GSEA was conducted to evaluate the potential biological mechanism of the ferroptosis-related lncRNA prognostic signature. According to the GSEA results, the high-risk group was positively related to 24 gene sets (P value < 0.05 and FDR < 0.25) and was closely related to “cell adhesion molecules”, “cytokine and cytokine receptor interaction”,“ECM receptor interaction”, “Focal adhesion”, “GAP junction”, “TGF-β signaling pathway”, “regulation of actin cytoskeleton”, and “Hippo signaling pathway”. Whereas low-risk group was enriched in “oxidative phosphorylation”, “P53_signaling pathway”, and “arachidonic acid metabolism”, as shown in Supplementary Figure S4A. These pathways are mainly related tumor progression, ferroptosis and immune response. To further elucidate the biological functions of which risk signature might influence, we screened out DEGs between high- and low-risk groups. Then the DEGs was used for GO enrichment analysis, and the results of biological process (BP) showed that these DEGs were mainly enriched in “epithelial cell proliferation”, “protein − lipid complex remodeling” and “lipoprotein particle remodeling” (Supplementary Figure S4B), which indicated that the risk signature may involve in cell proliferation and lipid metabolism in GC.

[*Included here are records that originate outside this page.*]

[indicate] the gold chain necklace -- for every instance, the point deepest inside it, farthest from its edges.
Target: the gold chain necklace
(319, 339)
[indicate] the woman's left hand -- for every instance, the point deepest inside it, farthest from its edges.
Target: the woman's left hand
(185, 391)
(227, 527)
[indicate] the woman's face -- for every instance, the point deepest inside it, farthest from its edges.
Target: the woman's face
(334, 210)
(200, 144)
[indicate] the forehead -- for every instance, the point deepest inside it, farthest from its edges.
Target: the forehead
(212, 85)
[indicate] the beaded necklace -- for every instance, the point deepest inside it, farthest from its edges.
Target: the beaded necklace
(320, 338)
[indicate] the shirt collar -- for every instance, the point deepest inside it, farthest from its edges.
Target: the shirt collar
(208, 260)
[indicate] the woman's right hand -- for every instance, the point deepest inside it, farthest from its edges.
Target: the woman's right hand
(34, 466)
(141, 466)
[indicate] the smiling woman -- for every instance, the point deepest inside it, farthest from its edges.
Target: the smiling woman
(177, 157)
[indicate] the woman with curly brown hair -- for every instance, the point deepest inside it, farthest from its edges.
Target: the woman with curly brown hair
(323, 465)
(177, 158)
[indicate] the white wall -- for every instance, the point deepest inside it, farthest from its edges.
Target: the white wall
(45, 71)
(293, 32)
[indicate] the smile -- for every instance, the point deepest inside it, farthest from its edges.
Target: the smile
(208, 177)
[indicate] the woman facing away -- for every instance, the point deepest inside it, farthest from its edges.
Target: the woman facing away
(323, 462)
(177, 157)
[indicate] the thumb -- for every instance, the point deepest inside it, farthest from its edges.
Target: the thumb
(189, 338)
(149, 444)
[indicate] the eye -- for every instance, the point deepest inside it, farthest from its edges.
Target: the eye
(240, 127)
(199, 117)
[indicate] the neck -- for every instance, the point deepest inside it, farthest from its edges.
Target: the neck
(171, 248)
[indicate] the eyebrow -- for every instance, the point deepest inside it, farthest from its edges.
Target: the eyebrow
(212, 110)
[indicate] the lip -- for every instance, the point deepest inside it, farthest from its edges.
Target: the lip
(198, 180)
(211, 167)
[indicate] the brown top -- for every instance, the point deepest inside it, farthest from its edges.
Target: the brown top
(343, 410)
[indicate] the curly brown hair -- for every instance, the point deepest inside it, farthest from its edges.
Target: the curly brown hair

Immune cell infiltration and Immune-related pathways

Finally, ssGSEA was performed to discuss the immune state between the high- and low-risk groups by calculating the scores of 16 immune cells and 13 immune function-related pathways in patients with GC. The results revealed that the infiltration levels of immune cells, including B cells, DCs, iDCs, macrophages, mast cells, neutrophils, NK cells, pDCs, and Treg cells, were significantly upregulated in the high-risk groups (P < 0.05) (Supplementary Figure S4C). Regarding the immune-related pathways, APC costimulation, CCR, and type II IFN response were significantly upregulated in the high-risk group (P < 0.05) (Supplementary Figure S4D).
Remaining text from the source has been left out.